I didn’t originally know that this would be included in the bill. If I had, I would have known right then and there that there is NO WAY IN HELL that we can allow this because we have to maintain the purity of our 5000 year language and its 400 year old script that is the most scientifically logical and greatest invention of the most auspicious king that ever lived. And we certainly can’t have foreigners demanding that they be made aware of their rights in the law in their own languages. That would make it impossible to railroad them into confessing and making sure that the bloated statistics that we feed to the newspapers about foreign crime on the rise are kept accurate. Of course, we must maintain our linguistic superiority at all costs.

Sexual Orientation
Prof. Gill may have neglected to mention a few important points in this regard. This item cannot stand because we certainly wouldn’t want to have to actually accept the fact that there are homosexuals in our society. We must make sure they stay in the closet. After all, if they were allowed to come out of the closet freely how terrible that would be for all people. How could we continue to work side by side with someone knowing that they might be after our ass after working together for 10 years? How would we even be able to enter the bathroom for fear that we might be raped by one of these animals? Of course, the women homosexuals should be protected because of the benefit they provide for the lonely working man’s need for a little girl-on-girl action. Unfortunately, if we allow that then we would also have to reciprocate and that would be disgusting. So we just have to keep it all in the closet.

Medical History
This is related to Sexual Orientation because there is a need to discriminate against those who are HIV positive. We must make sure that they die quickly, and alone and penniless, without taxing our medical system. We must also insure that those who have some history of even the most treatable of mental illness should be kept away from the workplaces. How can we work with peace of mind knowing that the person next to us might be transferring their neurosis to us through some sort of evil mind control?

Educational Status
This one is a little hard to understand. Why put this in there at all. Educational discrimination is the backbone of Korean politics. How else would you get to know the people you need to know unless you went to the same school? Passing this portion of the bill would mean the end of discrimination based on the school you attended and everyone knows that it would be bad for society if we couldn’t make sure that we all worked with people of similar caste.

Criminal Record –
Because regardless of the fact that someone has paid their debt to society, everyone should be able to feel free to make sure that this person returns to exactly the same place in society that they came from. We have to prove our theories of ‘once a thief, always a thief’ by forcing them into such destitution that their only resort is crime and then we can put them away for life.
There is also the problem that when the head of a family commits a crime, his or her family census register shows the crime and even a grandson of a living criminal should be forced to work in only the most menial of jobs, regardless of his skill or education because he must be made to pay for the sins of his patronage.
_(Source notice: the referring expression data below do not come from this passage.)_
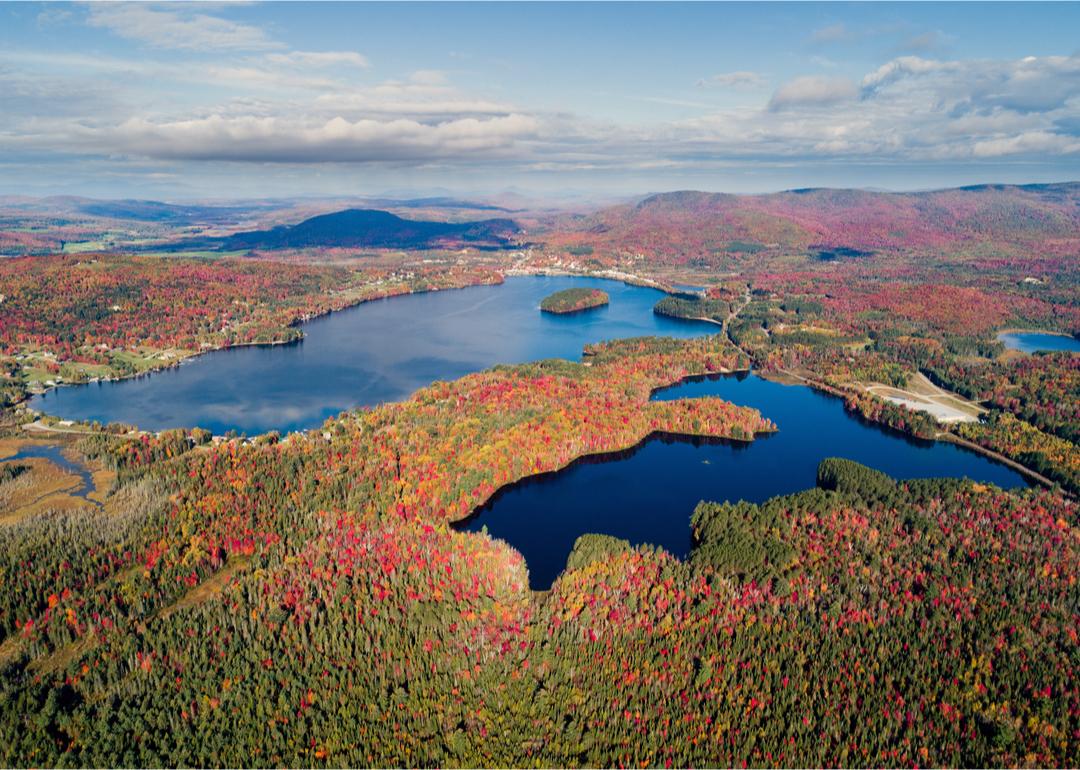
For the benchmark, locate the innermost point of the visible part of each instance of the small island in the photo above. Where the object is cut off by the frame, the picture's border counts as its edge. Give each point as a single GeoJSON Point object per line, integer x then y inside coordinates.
{"type": "Point", "coordinates": [574, 300]}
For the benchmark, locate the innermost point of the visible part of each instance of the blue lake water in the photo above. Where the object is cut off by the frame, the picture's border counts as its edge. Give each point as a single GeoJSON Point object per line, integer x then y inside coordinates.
{"type": "Point", "coordinates": [372, 353]}
{"type": "Point", "coordinates": [647, 495]}
{"type": "Point", "coordinates": [385, 350]}
{"type": "Point", "coordinates": [1035, 341]}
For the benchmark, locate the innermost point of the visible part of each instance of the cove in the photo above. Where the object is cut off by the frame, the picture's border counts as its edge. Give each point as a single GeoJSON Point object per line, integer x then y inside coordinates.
{"type": "Point", "coordinates": [646, 495]}
{"type": "Point", "coordinates": [54, 454]}
{"type": "Point", "coordinates": [370, 353]}
{"type": "Point", "coordinates": [1035, 341]}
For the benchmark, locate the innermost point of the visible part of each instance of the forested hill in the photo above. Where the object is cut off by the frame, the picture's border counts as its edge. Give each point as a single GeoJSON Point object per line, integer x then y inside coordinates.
{"type": "Point", "coordinates": [374, 229]}
{"type": "Point", "coordinates": [1042, 219]}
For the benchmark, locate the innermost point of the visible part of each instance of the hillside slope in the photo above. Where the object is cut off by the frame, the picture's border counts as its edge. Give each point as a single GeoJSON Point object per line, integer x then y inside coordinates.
{"type": "Point", "coordinates": [712, 227]}
{"type": "Point", "coordinates": [374, 229]}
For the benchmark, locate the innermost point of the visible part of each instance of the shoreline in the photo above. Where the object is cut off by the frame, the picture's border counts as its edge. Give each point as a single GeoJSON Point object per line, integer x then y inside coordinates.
{"type": "Point", "coordinates": [945, 435]}
{"type": "Point", "coordinates": [295, 323]}
{"type": "Point", "coordinates": [1000, 333]}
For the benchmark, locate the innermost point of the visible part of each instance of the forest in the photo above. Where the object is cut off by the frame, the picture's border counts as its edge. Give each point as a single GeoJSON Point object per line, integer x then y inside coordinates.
{"type": "Point", "coordinates": [305, 599]}
{"type": "Point", "coordinates": [574, 300]}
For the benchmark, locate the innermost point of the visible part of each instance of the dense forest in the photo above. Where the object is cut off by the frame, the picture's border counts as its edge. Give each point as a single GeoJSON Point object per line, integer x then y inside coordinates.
{"type": "Point", "coordinates": [307, 600]}
{"type": "Point", "coordinates": [572, 300]}
{"type": "Point", "coordinates": [240, 606]}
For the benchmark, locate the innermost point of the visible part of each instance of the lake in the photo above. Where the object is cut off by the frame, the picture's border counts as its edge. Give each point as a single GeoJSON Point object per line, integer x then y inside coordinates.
{"type": "Point", "coordinates": [372, 353]}
{"type": "Point", "coordinates": [54, 454]}
{"type": "Point", "coordinates": [1036, 341]}
{"type": "Point", "coordinates": [647, 495]}
{"type": "Point", "coordinates": [385, 350]}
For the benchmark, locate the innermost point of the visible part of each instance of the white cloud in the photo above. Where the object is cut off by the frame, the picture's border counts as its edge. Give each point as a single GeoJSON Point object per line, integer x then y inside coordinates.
{"type": "Point", "coordinates": [831, 34]}
{"type": "Point", "coordinates": [741, 79]}
{"type": "Point", "coordinates": [1033, 142]}
{"type": "Point", "coordinates": [812, 90]}
{"type": "Point", "coordinates": [319, 58]}
{"type": "Point", "coordinates": [283, 139]}
{"type": "Point", "coordinates": [176, 26]}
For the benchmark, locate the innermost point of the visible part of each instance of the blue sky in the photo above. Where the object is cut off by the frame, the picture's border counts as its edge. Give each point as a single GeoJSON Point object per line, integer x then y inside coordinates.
{"type": "Point", "coordinates": [188, 100]}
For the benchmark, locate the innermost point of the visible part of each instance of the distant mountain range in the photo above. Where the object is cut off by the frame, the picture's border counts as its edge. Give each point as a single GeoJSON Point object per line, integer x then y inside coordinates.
{"type": "Point", "coordinates": [835, 224]}
{"type": "Point", "coordinates": [369, 228]}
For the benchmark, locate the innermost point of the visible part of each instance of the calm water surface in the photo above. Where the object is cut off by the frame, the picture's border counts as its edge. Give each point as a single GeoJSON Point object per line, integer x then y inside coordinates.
{"type": "Point", "coordinates": [375, 352]}
{"type": "Point", "coordinates": [647, 495]}
{"type": "Point", "coordinates": [385, 350]}
{"type": "Point", "coordinates": [1034, 341]}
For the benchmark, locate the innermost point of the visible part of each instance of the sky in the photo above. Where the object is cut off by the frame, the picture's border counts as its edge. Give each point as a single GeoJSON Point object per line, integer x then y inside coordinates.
{"type": "Point", "coordinates": [229, 100]}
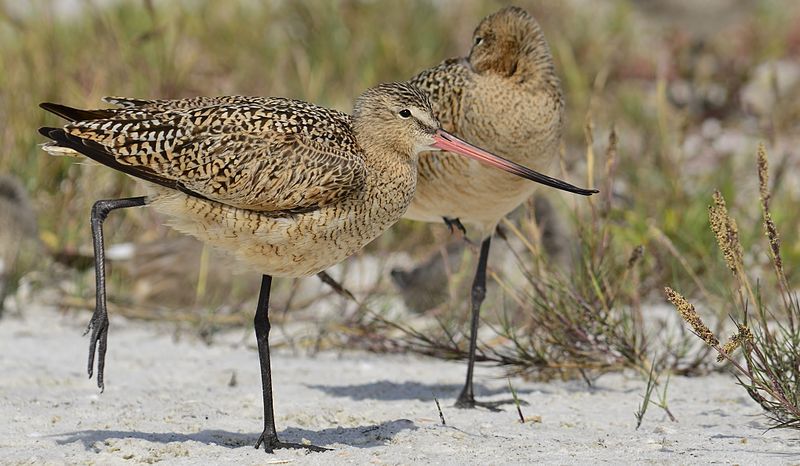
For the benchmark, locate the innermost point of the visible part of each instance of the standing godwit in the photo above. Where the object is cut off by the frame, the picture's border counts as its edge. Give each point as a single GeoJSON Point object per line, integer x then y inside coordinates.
{"type": "Point", "coordinates": [504, 96]}
{"type": "Point", "coordinates": [288, 187]}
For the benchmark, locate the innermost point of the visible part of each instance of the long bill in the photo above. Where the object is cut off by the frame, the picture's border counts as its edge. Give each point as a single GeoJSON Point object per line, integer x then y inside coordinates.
{"type": "Point", "coordinates": [446, 141]}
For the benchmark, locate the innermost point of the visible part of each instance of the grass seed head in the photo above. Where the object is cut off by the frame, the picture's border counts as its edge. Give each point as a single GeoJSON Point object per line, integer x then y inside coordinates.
{"type": "Point", "coordinates": [769, 225]}
{"type": "Point", "coordinates": [726, 232]}
{"type": "Point", "coordinates": [690, 315]}
{"type": "Point", "coordinates": [742, 336]}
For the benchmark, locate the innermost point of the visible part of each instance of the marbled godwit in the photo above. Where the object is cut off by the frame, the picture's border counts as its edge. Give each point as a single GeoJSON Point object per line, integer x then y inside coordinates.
{"type": "Point", "coordinates": [504, 96]}
{"type": "Point", "coordinates": [288, 187]}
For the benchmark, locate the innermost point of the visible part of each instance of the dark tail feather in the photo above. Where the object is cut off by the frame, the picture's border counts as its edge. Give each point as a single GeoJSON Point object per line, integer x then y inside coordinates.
{"type": "Point", "coordinates": [76, 114]}
{"type": "Point", "coordinates": [100, 154]}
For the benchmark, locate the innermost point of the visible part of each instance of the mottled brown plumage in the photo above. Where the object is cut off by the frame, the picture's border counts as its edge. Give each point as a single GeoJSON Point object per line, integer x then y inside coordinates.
{"type": "Point", "coordinates": [288, 187]}
{"type": "Point", "coordinates": [505, 96]}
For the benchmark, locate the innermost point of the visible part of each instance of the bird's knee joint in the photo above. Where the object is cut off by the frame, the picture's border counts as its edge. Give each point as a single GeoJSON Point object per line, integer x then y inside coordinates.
{"type": "Point", "coordinates": [478, 293]}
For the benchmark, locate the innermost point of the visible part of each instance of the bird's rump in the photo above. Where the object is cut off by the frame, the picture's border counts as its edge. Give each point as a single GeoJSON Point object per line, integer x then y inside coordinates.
{"type": "Point", "coordinates": [263, 154]}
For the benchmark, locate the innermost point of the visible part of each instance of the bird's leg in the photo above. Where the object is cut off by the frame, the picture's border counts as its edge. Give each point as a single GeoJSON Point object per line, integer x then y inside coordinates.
{"type": "Point", "coordinates": [98, 325]}
{"type": "Point", "coordinates": [467, 398]}
{"type": "Point", "coordinates": [269, 437]}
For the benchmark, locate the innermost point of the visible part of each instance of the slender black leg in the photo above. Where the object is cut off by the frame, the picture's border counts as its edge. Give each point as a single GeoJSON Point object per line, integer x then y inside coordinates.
{"type": "Point", "coordinates": [98, 325]}
{"type": "Point", "coordinates": [269, 437]}
{"type": "Point", "coordinates": [467, 398]}
{"type": "Point", "coordinates": [453, 224]}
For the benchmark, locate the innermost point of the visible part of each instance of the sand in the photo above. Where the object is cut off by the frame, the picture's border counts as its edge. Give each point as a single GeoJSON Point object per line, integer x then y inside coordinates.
{"type": "Point", "coordinates": [173, 401]}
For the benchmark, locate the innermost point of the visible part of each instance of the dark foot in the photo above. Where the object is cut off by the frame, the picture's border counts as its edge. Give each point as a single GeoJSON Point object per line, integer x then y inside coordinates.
{"type": "Point", "coordinates": [98, 342]}
{"type": "Point", "coordinates": [471, 403]}
{"type": "Point", "coordinates": [271, 443]}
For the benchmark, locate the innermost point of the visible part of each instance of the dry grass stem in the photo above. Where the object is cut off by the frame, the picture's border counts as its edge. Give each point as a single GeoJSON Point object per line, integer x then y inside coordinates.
{"type": "Point", "coordinates": [690, 315]}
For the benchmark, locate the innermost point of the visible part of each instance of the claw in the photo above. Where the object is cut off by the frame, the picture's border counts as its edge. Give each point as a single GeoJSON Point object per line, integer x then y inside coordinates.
{"type": "Point", "coordinates": [271, 443]}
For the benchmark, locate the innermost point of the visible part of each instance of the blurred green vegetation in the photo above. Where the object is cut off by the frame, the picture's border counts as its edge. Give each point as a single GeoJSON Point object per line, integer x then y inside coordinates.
{"type": "Point", "coordinates": [646, 74]}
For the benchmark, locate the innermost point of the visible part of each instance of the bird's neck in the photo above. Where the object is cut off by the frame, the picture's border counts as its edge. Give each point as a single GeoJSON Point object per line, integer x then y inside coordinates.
{"type": "Point", "coordinates": [535, 70]}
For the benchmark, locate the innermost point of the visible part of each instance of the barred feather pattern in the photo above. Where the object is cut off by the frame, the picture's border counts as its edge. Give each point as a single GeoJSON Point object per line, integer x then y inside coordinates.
{"type": "Point", "coordinates": [287, 187]}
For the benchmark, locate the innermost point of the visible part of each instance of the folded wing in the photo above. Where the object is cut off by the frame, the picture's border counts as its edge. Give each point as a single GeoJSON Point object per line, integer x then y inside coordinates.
{"type": "Point", "coordinates": [263, 154]}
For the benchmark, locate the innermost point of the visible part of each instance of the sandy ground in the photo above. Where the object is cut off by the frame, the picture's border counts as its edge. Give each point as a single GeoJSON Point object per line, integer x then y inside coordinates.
{"type": "Point", "coordinates": [172, 401]}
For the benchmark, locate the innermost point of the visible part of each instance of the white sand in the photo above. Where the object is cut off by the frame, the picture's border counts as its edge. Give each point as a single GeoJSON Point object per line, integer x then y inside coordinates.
{"type": "Point", "coordinates": [171, 401]}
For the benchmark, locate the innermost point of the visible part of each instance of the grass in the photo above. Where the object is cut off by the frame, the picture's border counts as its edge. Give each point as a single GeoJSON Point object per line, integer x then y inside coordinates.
{"type": "Point", "coordinates": [766, 315]}
{"type": "Point", "coordinates": [655, 150]}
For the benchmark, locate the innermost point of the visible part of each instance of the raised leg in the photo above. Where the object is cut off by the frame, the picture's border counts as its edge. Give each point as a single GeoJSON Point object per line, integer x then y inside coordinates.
{"type": "Point", "coordinates": [269, 437]}
{"type": "Point", "coordinates": [467, 398]}
{"type": "Point", "coordinates": [98, 325]}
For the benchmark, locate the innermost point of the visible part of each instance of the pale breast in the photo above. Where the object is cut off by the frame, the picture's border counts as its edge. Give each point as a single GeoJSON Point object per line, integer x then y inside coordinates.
{"type": "Point", "coordinates": [524, 127]}
{"type": "Point", "coordinates": [292, 245]}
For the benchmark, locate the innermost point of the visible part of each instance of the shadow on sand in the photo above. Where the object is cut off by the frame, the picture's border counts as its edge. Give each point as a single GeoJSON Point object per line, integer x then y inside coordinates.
{"type": "Point", "coordinates": [360, 437]}
{"type": "Point", "coordinates": [392, 391]}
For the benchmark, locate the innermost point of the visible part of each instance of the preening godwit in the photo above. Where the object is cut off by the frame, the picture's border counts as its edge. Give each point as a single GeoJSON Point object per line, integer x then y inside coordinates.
{"type": "Point", "coordinates": [504, 96]}
{"type": "Point", "coordinates": [288, 187]}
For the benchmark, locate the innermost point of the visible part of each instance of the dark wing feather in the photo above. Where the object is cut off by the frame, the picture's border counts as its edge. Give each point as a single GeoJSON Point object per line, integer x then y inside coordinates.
{"type": "Point", "coordinates": [262, 154]}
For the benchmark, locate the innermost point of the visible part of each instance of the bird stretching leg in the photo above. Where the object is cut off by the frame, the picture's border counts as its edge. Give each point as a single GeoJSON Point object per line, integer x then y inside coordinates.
{"type": "Point", "coordinates": [98, 325]}
{"type": "Point", "coordinates": [269, 437]}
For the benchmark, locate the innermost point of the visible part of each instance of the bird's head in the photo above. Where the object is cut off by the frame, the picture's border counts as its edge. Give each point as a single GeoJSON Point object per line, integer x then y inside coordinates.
{"type": "Point", "coordinates": [508, 42]}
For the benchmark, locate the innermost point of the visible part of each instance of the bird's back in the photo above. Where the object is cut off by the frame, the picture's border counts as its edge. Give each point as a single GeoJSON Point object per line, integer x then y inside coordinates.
{"type": "Point", "coordinates": [517, 116]}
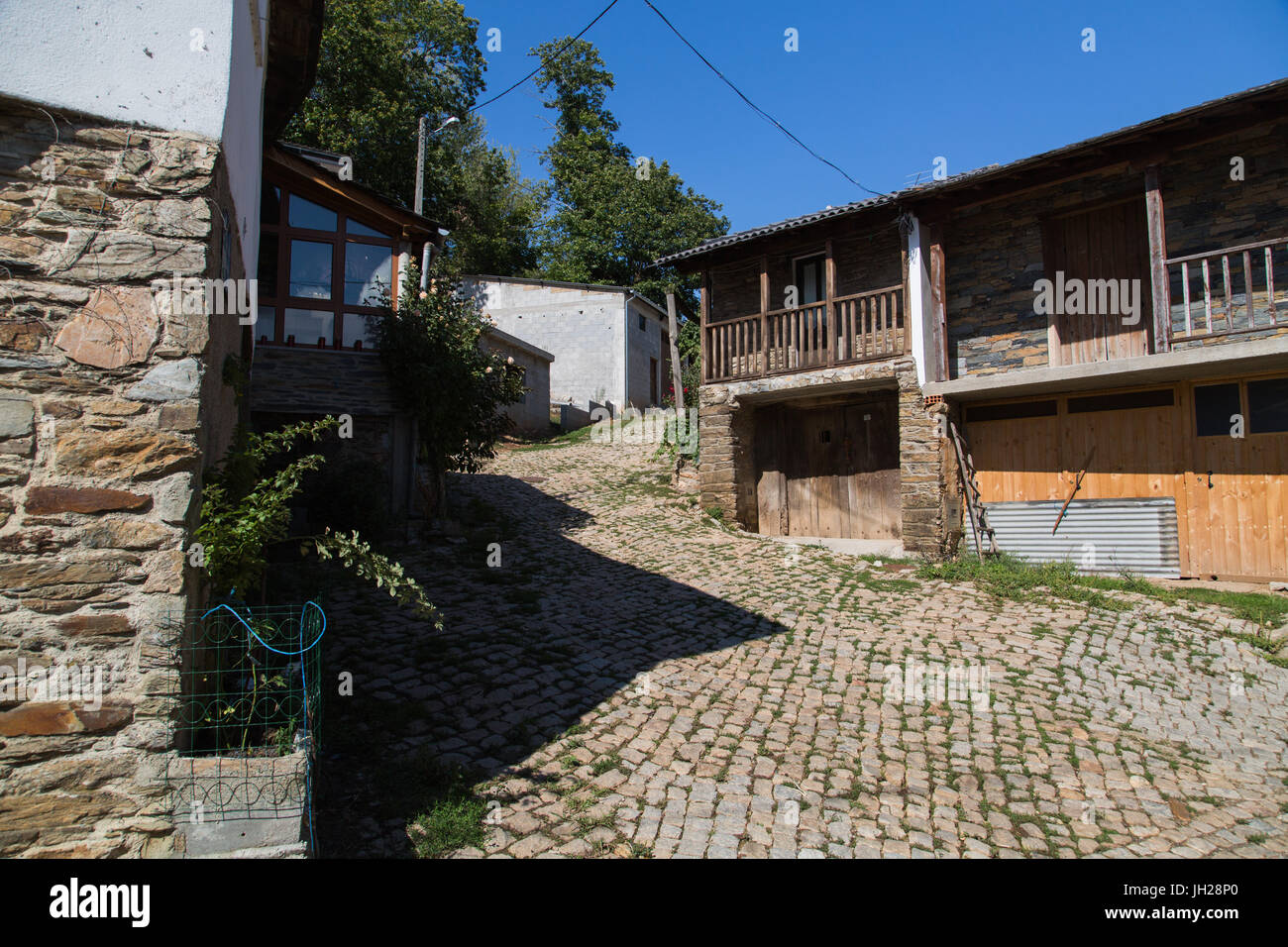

Finally, if this bill were to pass unaltered, the litigation would be endless. Koreans cannot be expected to just change their system of discrimination and bias that has existed for five thousand years. Korea really doesn’t want to become a global society. It would just be too much work. Anti-Discrimination is not in line with a number of the most basic tenants of Korean Society. For Koreans, it is natural to discriminate and examples of this train of thought are found in daily life. So, why bother to change it.

Note to the hopelessly stupid (and Prof. Gill, just in case he is more confused than I think he is): The previous was intended to be sarcasm.